Palembang (ANTARA News Sumsel) - Pusat Pembelaan Hak-hak Perempuan, "Women`s Crisis Centre" (WCC) Palembang, Sumatera Selatan, mengimbau para orang tua agar meningkatkan pengawasan terhadap anak perempuan, mengingat kasus pelecehan seksual dan tindak kekerasan meningkat.
"Kasus pelecehan seksual dan tindak kekerasan terhadap perempuan yang ditangani sepanjang 2018 ini setiap bulannya rata-rata 10 kasus, dari jumlah itu sebagian melibatkan anak-anak sebagai korbannya," kata Direktur Eksekutif WCC Palembang, Yeni Roslaini Izi di Palembang, Jumat.
Melihat fakta dan data tersebut, lanjut dia, pihaknya sangat prihatin dan berupaya melakukan berbagai kegiatan yang bisa mencegah terjadinya pelecehan seksual dan tindak kekerasan terhadap perempuan di Kota Palembang dan 16 kabupaten/kota dalam Provinsi Sumsel lainnya.

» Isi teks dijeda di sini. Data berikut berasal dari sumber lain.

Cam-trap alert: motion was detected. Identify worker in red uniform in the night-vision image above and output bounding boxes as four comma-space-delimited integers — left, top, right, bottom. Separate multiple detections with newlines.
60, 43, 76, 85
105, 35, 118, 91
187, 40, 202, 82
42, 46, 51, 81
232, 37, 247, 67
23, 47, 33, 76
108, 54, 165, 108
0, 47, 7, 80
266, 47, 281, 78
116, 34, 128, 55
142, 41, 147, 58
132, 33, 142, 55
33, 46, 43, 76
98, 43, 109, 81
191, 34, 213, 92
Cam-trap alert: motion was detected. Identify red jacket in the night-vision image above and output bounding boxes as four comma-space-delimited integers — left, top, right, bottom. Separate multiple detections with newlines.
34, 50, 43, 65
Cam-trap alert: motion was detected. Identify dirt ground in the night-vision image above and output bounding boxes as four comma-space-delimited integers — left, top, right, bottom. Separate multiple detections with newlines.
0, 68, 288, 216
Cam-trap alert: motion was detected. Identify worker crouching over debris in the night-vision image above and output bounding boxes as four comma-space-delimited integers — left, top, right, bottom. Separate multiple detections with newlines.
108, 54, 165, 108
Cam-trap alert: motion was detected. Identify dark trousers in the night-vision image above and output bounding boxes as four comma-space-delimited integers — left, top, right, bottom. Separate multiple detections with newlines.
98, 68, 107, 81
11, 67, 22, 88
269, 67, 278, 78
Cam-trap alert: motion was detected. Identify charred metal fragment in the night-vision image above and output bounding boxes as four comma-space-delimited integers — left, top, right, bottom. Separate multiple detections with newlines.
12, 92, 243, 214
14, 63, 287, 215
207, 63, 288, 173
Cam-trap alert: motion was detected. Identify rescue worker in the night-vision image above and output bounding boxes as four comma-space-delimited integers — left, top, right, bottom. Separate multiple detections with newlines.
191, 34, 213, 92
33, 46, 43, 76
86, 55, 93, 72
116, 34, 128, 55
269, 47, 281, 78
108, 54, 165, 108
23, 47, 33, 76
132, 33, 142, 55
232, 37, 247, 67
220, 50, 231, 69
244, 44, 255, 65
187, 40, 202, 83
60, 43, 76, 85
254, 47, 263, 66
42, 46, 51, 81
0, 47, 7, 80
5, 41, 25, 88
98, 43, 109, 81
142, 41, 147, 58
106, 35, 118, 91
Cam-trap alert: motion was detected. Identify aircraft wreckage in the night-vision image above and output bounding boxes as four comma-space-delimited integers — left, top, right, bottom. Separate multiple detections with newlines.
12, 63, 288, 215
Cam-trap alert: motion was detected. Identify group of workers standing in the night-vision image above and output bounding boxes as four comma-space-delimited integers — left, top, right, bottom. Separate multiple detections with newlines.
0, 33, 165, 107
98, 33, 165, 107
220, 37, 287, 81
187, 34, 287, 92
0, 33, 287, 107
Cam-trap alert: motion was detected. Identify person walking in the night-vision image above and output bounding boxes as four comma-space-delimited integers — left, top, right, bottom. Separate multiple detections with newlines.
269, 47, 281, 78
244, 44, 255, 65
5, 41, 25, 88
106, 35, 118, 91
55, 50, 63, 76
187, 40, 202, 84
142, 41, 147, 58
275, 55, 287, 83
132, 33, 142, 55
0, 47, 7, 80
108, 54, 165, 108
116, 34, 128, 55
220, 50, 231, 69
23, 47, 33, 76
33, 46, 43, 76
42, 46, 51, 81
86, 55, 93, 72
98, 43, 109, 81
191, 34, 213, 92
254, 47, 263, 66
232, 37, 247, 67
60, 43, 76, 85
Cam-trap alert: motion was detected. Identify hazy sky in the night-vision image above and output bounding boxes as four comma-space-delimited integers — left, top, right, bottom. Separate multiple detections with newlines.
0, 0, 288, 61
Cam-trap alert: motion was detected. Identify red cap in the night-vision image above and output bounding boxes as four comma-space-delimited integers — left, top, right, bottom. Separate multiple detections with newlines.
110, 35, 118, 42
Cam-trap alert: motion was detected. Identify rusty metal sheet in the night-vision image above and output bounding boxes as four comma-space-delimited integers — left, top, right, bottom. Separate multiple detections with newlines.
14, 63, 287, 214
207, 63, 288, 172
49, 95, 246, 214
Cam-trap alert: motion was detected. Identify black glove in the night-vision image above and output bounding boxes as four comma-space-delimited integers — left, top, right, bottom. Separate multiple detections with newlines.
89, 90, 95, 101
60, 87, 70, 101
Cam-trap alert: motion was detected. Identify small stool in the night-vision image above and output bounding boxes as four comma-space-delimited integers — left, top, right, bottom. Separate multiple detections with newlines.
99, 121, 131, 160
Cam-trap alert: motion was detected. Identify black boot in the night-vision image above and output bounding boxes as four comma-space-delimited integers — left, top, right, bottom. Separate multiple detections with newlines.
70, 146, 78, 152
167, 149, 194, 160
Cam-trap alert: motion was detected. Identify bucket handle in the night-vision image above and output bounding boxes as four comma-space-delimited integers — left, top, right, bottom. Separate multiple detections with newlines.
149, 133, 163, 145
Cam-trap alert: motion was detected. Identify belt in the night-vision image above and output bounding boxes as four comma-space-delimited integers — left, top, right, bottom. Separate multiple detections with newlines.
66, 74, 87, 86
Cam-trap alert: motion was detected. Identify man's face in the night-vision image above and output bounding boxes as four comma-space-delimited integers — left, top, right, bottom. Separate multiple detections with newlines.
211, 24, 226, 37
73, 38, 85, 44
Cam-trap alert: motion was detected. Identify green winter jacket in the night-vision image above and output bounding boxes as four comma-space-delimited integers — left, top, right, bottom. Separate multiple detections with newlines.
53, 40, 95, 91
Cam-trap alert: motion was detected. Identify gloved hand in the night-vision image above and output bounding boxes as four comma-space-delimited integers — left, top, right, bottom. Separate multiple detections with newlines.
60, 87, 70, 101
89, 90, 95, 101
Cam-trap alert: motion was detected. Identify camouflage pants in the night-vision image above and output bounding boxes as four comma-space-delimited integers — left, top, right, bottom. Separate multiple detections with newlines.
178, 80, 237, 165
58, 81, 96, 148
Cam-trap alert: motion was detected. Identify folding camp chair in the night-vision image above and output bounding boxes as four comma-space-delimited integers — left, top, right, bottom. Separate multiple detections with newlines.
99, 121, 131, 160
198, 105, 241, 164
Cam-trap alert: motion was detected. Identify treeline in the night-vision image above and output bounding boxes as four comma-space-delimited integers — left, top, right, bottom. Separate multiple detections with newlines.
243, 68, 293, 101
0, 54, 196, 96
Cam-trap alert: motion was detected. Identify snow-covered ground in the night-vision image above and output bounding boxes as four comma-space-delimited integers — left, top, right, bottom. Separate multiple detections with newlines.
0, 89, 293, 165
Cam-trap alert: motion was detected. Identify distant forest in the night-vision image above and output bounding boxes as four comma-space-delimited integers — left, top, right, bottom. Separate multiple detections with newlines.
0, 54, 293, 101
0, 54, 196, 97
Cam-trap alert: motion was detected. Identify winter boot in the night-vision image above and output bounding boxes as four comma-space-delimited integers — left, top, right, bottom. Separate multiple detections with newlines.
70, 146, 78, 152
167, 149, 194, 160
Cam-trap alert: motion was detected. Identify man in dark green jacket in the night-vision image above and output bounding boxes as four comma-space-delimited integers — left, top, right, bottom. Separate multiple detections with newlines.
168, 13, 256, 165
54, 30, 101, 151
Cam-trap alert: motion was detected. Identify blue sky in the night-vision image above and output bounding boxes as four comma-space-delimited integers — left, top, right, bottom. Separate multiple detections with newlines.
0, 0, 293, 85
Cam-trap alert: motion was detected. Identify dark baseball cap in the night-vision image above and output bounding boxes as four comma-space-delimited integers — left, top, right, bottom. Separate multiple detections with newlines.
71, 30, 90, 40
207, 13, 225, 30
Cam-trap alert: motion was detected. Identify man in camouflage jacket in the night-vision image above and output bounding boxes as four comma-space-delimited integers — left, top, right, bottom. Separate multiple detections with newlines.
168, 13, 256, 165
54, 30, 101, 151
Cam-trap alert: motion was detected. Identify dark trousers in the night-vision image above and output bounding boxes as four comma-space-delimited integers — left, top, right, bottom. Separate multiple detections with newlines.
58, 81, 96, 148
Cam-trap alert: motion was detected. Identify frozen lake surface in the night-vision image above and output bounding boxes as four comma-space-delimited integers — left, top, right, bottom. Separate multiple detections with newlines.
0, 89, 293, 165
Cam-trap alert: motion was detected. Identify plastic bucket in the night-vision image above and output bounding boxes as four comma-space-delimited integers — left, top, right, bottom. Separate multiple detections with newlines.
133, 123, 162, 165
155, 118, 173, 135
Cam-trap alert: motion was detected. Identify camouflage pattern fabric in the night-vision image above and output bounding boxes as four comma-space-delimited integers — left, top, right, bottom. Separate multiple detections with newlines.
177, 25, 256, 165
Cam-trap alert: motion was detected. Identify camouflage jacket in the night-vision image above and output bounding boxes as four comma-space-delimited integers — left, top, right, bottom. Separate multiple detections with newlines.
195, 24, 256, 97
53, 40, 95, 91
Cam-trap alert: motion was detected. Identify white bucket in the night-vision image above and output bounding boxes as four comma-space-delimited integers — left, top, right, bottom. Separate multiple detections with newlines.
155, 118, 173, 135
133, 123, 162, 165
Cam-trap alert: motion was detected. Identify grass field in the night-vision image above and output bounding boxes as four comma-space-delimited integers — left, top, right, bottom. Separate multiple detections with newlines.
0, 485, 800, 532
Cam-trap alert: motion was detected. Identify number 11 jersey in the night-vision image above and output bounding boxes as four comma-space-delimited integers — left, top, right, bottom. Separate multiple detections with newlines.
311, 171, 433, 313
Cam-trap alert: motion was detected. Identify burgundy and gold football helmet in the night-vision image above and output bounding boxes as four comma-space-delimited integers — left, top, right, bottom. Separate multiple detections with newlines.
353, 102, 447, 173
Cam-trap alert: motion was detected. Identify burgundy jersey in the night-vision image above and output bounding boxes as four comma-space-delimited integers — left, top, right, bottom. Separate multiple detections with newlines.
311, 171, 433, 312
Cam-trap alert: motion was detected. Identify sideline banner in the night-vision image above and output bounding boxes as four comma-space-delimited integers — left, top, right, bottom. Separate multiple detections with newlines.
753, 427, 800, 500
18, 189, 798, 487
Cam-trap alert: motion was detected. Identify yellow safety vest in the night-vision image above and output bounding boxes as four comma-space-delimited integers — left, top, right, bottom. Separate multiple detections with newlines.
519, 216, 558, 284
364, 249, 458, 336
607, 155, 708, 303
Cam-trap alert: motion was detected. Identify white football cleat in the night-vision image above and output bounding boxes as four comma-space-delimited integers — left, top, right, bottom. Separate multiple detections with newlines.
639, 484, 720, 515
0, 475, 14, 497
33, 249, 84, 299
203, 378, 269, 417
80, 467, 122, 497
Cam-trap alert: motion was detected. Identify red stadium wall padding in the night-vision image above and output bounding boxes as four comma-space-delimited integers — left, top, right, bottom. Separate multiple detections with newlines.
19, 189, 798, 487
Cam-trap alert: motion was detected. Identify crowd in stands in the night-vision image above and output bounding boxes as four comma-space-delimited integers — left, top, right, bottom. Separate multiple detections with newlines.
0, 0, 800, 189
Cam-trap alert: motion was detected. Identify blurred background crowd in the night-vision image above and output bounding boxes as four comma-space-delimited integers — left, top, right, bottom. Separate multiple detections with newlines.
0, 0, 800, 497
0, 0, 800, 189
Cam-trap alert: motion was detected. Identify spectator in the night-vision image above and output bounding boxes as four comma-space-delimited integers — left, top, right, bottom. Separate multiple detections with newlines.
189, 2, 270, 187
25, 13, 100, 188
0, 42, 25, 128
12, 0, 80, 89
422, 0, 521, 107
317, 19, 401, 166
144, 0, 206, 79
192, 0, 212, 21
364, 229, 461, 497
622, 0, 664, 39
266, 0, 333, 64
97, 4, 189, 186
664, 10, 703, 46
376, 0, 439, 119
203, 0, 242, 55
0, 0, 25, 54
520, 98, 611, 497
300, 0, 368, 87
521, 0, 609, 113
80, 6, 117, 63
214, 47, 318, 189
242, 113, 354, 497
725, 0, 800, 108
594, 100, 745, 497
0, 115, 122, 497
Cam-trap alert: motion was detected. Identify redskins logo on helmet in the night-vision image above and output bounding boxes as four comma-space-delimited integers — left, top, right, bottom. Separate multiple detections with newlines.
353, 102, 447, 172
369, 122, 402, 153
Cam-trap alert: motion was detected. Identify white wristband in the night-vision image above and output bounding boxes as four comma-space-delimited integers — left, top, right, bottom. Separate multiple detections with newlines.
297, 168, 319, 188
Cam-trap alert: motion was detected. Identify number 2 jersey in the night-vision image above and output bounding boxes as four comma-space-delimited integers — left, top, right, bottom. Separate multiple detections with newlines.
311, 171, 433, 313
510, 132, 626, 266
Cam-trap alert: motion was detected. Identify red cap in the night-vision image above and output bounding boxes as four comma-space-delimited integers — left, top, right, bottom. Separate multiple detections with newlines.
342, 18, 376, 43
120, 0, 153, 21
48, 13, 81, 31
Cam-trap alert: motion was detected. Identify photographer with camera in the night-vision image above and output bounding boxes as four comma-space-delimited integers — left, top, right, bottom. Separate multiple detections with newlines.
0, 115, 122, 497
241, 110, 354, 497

Dia menjelaskan, berdasarkan data sepanjang 2018 ini aktivis WCC mendampingi 95 perempuan korban intimidasi, pelecehan seksual, perkosaan, dan kekerasan dalam rumah tangga.
Untuk meminimalkan kasus pelecehan seksual dan tindak kekerasan terhadap perempuan, pihaknya berupaya lebih menggalakkan kegiatan sosialisasi mengenai pencegahan dan cara menghadapi permasalahan itu, ujarnya.
Menurutnya, kegiatan sosialisasi untuk meminimalkan permasalahan yang menimpa perempuan itu dilakukan di kawasan permukiman penduduk, sekolah, kampus perguruan tinggi, dan lingkungan pabrik yang banyak mempekerjakan tenaga kerja perempuan.
Kegiatan sosialisasi tersebut selama ini sasarannya ibu-ibu rumah tangga kini diupayakan lebih luas lagi dengan berupaya menjangkau remaja putri yang tergolong kelompok rentan menjadi korban pelecehan seksual, perkosaan, dan tindak kekerasan lainnya.
Selain melakukan kegiatan sosialisasi, kata Yeni, pihaknya juga melakukan pendampingan korban yang berupaya membawa kasus yang dialaminya ke jalur hukum dan membantu pemulihan trauma.